Reason 4 why the Cth should not devolve environmental approval powers to the States: State governments often have a conflict of interest when it comes to major development

Major developments – whether they be new roads or ports, or new open cut coal mines – can have serious impacts on our environment.  Fortunately, nationally important environmental features, like the Great Barrier Reef, or nationally threatened species, are protected by Federal environmental laws, and the Federal government assesses major projects to ensure that they don’t destroy or significantly impact these precious assets.
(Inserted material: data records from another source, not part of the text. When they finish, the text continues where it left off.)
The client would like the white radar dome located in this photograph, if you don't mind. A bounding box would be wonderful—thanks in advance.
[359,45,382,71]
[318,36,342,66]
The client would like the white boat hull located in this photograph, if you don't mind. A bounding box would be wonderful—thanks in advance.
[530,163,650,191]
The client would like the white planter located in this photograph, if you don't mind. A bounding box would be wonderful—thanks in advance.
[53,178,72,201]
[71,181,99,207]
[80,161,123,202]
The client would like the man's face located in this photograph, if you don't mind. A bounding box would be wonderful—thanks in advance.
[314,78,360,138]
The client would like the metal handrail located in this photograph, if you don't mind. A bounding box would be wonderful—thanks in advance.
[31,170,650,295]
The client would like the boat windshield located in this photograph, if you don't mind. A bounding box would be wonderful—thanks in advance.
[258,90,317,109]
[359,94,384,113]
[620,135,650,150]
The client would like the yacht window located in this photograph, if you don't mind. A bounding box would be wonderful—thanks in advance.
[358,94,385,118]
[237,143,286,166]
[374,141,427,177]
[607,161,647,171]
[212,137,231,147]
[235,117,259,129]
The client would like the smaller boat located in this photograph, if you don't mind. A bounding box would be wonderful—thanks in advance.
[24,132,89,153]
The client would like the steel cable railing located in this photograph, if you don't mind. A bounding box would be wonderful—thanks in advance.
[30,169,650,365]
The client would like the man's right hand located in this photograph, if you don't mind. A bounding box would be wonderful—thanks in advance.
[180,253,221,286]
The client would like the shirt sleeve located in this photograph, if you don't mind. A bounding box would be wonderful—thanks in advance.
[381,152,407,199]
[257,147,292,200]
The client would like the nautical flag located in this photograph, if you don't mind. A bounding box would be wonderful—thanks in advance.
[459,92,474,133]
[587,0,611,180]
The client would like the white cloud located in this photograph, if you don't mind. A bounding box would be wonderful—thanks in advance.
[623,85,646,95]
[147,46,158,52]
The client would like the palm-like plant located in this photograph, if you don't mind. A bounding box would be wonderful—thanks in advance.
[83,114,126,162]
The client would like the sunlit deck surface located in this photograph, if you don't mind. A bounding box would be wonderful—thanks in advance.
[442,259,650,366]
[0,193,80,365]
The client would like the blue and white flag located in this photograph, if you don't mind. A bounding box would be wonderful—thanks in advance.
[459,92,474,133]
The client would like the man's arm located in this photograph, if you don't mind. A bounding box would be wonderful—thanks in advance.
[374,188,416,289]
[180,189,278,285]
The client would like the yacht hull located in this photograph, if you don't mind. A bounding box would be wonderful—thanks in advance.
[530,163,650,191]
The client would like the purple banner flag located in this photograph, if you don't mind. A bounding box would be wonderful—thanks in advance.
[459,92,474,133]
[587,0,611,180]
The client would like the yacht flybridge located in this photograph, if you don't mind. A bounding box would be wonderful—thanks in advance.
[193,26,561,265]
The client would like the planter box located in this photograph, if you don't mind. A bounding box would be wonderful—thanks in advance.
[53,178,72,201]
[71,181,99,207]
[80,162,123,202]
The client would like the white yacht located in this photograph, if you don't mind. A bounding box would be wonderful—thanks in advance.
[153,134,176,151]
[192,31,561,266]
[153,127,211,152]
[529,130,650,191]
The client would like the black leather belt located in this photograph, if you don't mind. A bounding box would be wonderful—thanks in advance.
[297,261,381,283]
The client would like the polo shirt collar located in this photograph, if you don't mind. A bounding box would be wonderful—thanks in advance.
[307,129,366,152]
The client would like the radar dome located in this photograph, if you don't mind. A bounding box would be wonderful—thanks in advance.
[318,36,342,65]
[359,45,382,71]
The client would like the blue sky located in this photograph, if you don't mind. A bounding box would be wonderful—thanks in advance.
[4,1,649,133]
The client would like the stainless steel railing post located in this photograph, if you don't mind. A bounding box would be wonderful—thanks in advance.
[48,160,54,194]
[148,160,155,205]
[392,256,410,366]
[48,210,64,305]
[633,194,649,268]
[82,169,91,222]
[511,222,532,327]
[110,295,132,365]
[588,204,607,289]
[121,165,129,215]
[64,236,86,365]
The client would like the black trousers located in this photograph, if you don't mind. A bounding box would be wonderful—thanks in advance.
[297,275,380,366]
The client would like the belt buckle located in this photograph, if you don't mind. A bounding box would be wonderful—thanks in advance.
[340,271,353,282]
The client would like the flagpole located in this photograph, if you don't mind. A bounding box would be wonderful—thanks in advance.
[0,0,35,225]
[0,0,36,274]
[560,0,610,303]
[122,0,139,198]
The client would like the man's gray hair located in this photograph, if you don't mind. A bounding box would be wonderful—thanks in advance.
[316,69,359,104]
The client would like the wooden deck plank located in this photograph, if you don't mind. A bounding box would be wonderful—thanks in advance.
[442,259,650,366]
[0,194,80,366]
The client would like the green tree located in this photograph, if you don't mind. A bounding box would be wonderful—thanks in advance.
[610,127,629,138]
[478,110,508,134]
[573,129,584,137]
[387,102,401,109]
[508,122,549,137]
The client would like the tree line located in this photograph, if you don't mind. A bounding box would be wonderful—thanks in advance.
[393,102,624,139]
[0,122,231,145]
Federal implementation of these laws makes complete sense, because it is usually the State Governments that are the proponents, or strong supporters of these projects.  As such, State Governments could not possibly make an objective or credible judgment on whether such projects should go ahead on environmental grounds, and what conditions should limit them – they would have a clear conflict of interest.  This is why State Governments are not given the responsibility of deciding whether major projects’ impact on national environmental values is acceptable or not. 

And yet this is exactly what the Commonwealth through COAG is proposing to do.

A couple of examples indicate how this conflict of interest would play out in practice. 

In 2008, the State of Queensland was confronted with the Shoalwater Bay rail line and coal terminal proposal, part of a $5.3 billion project to produce 25 million tonnes of coal a year for export.  The project obviously had important political and economic appeal to the State Government.  It was declared a significant project by Queensland’s Coordinator-General (who thereby undertook the project’s environmental assessment), but it was then subsequently approved.  The proposal then went to the Commonwealth Minister for assessment of its environmental impacts – the Commonwealth Minister rejected the proposal on the basis that it would have ‘clearly unacceptable impacts’ on matters of national environmental significance.  Left to the State, the project would have certainly gone ahead, environmental consequences bedamned!

There are examples closer to home, too.

The Victorian Government wasn’t even going to conduct a propoer environmental assessment of the Wonthaggi desalination plan (the largest desalination plant in the Southern hemisphere) until the Commonwealth gave them a nudge.  We could also think of the Victorian Government’s notorious Alpine Grazing Trial where, in early 2011, they reinstated environmentally damaging cattle grazing in the Alpine National Park, in fulfillment of an election promise.  Not only did the Victorian Government fail to consider whether the Trial breached national environmental laws – they refused to even acknowledge them!  The Minister eventually had to write to the Victorian Government demanding they formally refer the project to him for assessment, or stop the trial – later in the year he declared it clearly unacceptable.  The State Government still isn’t lying down – they promptly challenged the decision in the Federal Court, and a decision is pending. 

State Governments have a clear conflict of interest when it comes to major projects – they don’t have our national environmental values at heart when assessing such projects.